The leap

I’m getting ready to leap into an unknown territory. Ready to use all my knowledge and experience to make meaningful positive change in the life of one special family.

I do not believe in higher power, but life keeps presenting me with proof that unrelated events can create a brand new path. So I thank the Universe for the opportunity to grow beyond my wildest dreams in the past four years. I still underestimate my abilities and the term self confidence in my case is more along the lines of “fake it till you make it” rather than assertive display of my knowledge and abilities. But I guess that even the faking it requires the first step, the faithful leap into the brand new world.
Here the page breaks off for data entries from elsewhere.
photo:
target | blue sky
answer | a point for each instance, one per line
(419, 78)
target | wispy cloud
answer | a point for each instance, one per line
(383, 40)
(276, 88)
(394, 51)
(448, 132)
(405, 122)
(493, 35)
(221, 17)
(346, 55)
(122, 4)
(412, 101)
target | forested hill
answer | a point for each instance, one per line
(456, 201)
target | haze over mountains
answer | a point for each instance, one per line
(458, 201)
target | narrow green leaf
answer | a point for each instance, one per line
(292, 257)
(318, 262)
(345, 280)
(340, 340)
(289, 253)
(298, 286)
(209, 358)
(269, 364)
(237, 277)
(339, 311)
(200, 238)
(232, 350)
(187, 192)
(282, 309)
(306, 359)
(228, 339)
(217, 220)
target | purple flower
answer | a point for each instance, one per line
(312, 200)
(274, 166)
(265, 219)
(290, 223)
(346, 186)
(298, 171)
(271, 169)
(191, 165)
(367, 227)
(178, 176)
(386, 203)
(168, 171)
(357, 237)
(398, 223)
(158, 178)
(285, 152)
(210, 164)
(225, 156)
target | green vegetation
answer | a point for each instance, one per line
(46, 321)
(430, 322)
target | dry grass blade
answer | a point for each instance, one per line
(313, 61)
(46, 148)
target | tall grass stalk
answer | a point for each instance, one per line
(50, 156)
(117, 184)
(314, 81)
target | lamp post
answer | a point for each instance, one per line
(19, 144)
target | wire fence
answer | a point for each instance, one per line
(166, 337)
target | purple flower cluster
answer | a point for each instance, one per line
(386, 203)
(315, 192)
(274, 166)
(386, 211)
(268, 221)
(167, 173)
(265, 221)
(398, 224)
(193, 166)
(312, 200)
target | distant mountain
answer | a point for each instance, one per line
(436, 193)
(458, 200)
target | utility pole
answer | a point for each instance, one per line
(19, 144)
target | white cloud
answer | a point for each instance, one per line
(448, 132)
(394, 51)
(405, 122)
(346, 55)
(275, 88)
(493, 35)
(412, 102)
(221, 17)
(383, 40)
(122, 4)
This year have been a brand new territory for the entire world. Let’s just say humans did not surprise me, since I’m already rather disillusioned, you get that way by having a child with complex needs, it’s given. I had to stop watching news, we lost therapies, months of worth, we lost our grip. The world has forced me to pause and in this pause I was able to reconnect, to step out of the endless hamster wheel. I realized how much time we have spent on therapies that provided very little positive change. I became angrier than ever about the way my country’s leaders were treating the disabled community in the time of crisis. I had time to re evaluate the direction in which we are moving. I’m aware that the direction of my journey has shifted away from the previous one again. The road junction that appeared in March has offered me a choice. I do not know if I took “the right road”, but for the very first time in many years I like the scenery where the road travels. It is not because the countryside is nicer, it’s because hope has placed rose tinted lenses in my glasses…I will savor looking through them until I trip over the numerous pot holes in this road and my glasses will fly off my face and break. But maybe by then I won’t be needing them, because I will know how to find beauty in the strange landscape I was destined to travel through.